When Henry arrived at Hever, sweat sodden and caked with road dust, and went like a supplicant, head bowed, his feathered and pearl weeping cap clutched humbly in his hands, to the rose garden, my crimson-clad daughter cocked a finely arched black eyebrow over the beribboned lute she had been strumming as the King of England knelt at her feet and confided that his marriage was barren and cursed in the sight of God and cited a verse from Leviticus as proof.
“If a man shall take his brother’s wife, it is an unclean thing; he hath uncovered his brother’s nakedness; they shall be childless.”
To Henry, a king in desperate need of a male heir to inherit his throne when he departed the world, having only one living daughter was tantamount to being childless.
While her quick mind countered with a verse from Deuteronomy enjoining a man to marry his dead brother’s widow—
“If brethren dwell together, and one of them die, and have no child, the wife of the dead shall not marry without unto a stranger: her husband’s brother shall go in unto her, and take her to him to wife, and perform the duty of an husband’s brother unto her”
—the gambler in Anne counseled her tongue to keep a golden silence.
It was then that my daughter took the second greatest gamble of her life. She had already dared say no to a king; now she went further.
All or nothing!
In my mind’s eye, I could see Anne and George standing, black heads close together over the card table, eyes sparkling, chests heaving, as Anne decided to risk all on the turn of a single card.

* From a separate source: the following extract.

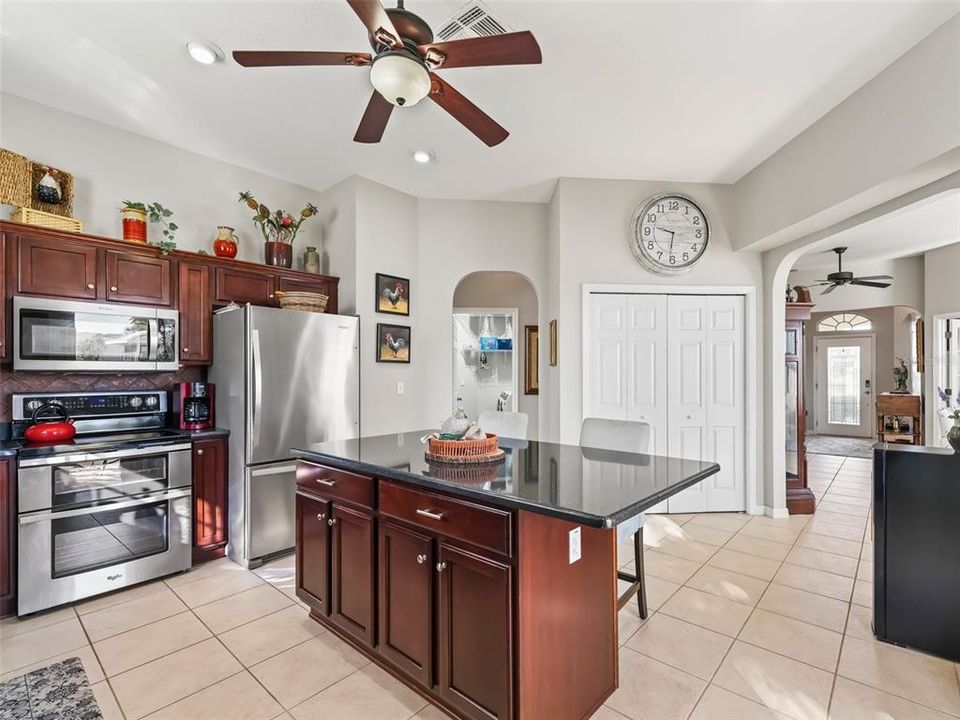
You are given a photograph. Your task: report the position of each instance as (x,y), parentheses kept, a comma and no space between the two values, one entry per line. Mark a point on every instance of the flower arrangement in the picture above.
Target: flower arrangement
(278,226)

Anne calmly plucked a vibrant coral rose, one that exquisitely married orange and pink within its fragrant petals, and, with a steady hand, held it out to King Henry, thus symbolically dangling the proverbial carrot before the royal ass’s nose.
“I am young and fertile, and I will give the man who marries me a houseful of strong and lusty sons who will live and thrive to a ripe old age! But
all
offspring born of my body shall be legitimate and lawfully begotten,” she added, emphasizing the point in case it had eluded the smitten monarch. “I would rather remain barren than give birth to a
bastard,
even a
royal
one!” she said heatedly, tossing a black wave of hair back over her shoulder.
Henry, of course, driven mad by lust, instantly agreed. He wanted to cement their bargain then and there with a binding of their bodies, but Anne witheringly refused, reminding him that
only
upon her wedding night would she part with the precious gift of her virginity. Though chaste, my daughter knew only too well that “say anything to get her into bed” is the creed most men live by; keen observation and her years in France had served her well, leaving her not only elegant but wise beyond her years.